The Democrat Party and its media-based handlers went apoplectic during Candidate Trump’s campaign, and when he won the Presidency they were in even worse shape, as all the typical tricks used to turn the election in their favor backfired on them.
Then, Harvey Weinstein happened. The #MeToo movement was born. And with the revelations of more and more distraught women (and men) who came forward to lay out the torrid and horrid stories of sexual favors for film roles, the mainstream press was faced with a dilemma. Much of the Hollywood establishment was very close to the Clintons, as they have been close to liberals in the Democrat Party for years.
Yet the former President, Bill Clinton, was a womanizer in the first degree, earning an impeachment for lying under oath, and securing a reputation for himself that could never be quite forgotten, though the succeeding state of things in America after his two terms got so bad that he actually began to look almost prudish by the modern day view of what constitutes depravity.
The mainstream media finally appeared to “wake up” about the fact that they did not ever honestly address this matter, and they also realized that if they didn’t do it now, they would have no “moral high ground” from which to pursue a similar demonization campaign against now-President Trump. President Clinton is now seen in quite a bit less graceful light.
But he himself does not seem to see this, nor is he responding in any contrite way to it.
In a PBS two-part interview that was brought about by the release of a book co-written by Mr. Clinton and James Patterson, the former president was asked by Judy Woodruff, the program’s managing editor and anchorwoman, about the #MeToo movement and what his reaction to this was:
Here Clinton expressed surprise when he started learning about the history about his friend Harvey Weinstein, and in his usual rather convincing manner (the man knows how to weave a tale) it seemed evident that he never thought Mr. Weinstein would be involved in such things as the “casting couch” sexual favors trading.
Interestingly enough at this point, his co-author James Patterson spoke up at this point, saying “why didn’t the press investigate this stuff 30 years ago?”
But thirty years ago was 1988. Bill Clinton was elected to the Presidency in 1992. While Mr. Patterson’s statement was apparently off-the-cuff, it probably backfired as it would raise the question of “why wasn’t Bill Clinton himself investigated more thoroughly? He was doing his philandering back then!!”
However, this didn’t derail the interview visibly. At this point, though, things really started to get weird.
Question: I assume that you think what happened with you was more serious than what happened with Senator – former Senator Al Franken – he was driven from office from the US Senate, So norms have changed. Do you think that’s a good thing?

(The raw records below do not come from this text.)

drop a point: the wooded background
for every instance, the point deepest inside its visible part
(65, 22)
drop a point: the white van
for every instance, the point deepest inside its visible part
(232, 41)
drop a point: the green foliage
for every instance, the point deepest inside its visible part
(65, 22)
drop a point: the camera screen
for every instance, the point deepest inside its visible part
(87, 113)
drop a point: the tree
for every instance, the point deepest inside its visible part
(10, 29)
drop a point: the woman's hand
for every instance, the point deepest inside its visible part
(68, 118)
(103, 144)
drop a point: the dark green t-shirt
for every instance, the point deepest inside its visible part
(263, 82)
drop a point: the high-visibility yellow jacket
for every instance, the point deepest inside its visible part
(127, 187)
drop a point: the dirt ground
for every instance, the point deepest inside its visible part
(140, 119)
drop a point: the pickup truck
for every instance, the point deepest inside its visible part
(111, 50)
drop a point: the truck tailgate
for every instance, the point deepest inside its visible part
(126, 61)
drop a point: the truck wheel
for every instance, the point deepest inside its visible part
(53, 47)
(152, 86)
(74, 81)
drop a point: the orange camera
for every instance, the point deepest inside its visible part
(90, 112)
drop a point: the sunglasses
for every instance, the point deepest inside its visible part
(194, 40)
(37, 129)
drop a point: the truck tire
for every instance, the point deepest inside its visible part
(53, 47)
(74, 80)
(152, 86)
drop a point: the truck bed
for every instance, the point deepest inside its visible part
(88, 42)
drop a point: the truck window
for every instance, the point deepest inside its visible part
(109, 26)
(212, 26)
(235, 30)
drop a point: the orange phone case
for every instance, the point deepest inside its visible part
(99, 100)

Clinton: Well, I think in general it’s a good thing, yes. I think the norms have really changed in terms of, what you can do to somebody against their will, how much you can crowd their space, make them miserable at work. You don’t have to physically assault somebody to make them, you know, uncomfortable at work or at home or in their other – just walking around. That, I think, is good.
“I think that – I will be honest – the Franken case, for me, was a difficult case, a hard case. There may be things in it I don’t know. But I – maybe I’m just an old fashioned person, but it seemed to me that there were 29 women on “Saturday Night Live” that out out a statement for him, and that the first and most fantastic story was called, I believe, into question.”
This last reference was to the fact that about three dozen women who worked with Senator Al Franken during his tenure on “Saturday Night Live” came out in his defense while he was facing allegations of sexual misconduct last October.
Taken in light of the #MeToo movement, Clinton’s comments seemed to be definitely “incorrect” because he appeared to be defending Senator Franken. In fact, the overall way that Mr. Clinton responded to the questions regarding his history was as though the “increased sensitivity” allegedly brought about by #MeToo revelations was itself valid.
One can see this when viewing the former President’s comments in context. Bill Clinton is an excellent talker, and quite honestly, an excellent storyteller. He has literally won Grammy awards for Spoken Voice recordings, and he is a master of the spoken word, no matter what that word is. But he is crafty, and able to play up the very likely over-done aspect of #MeToo in such a way as to appear to exonerate himself and to also subtly slam the movement even where it is entirely right and appropriate.
Clinton’s answer raised eyebrows in the news media even in CNN’s newsroom, as well as Fox News. The exception to “what you can do to somebody against their will” phrase was the source of the exceptions taken in the news media outlets, as it seemed that Mr. Clinton was subtly defending the right to take advantage of women.
Given his history and his total lack of honesty about this matter, this may have been a reveal into where the man really lives in his heart and soul on this subject. It was almost pitiful to see this in action, even, as noted before, when his partner on the interview alluded to actions that would have implicated Clinton long ago had they been taken.
It seems that the person most fooled by Bill Clinton is indeed… Bill Clinton. He seems at best, blissfully unaware of having done anything wrong.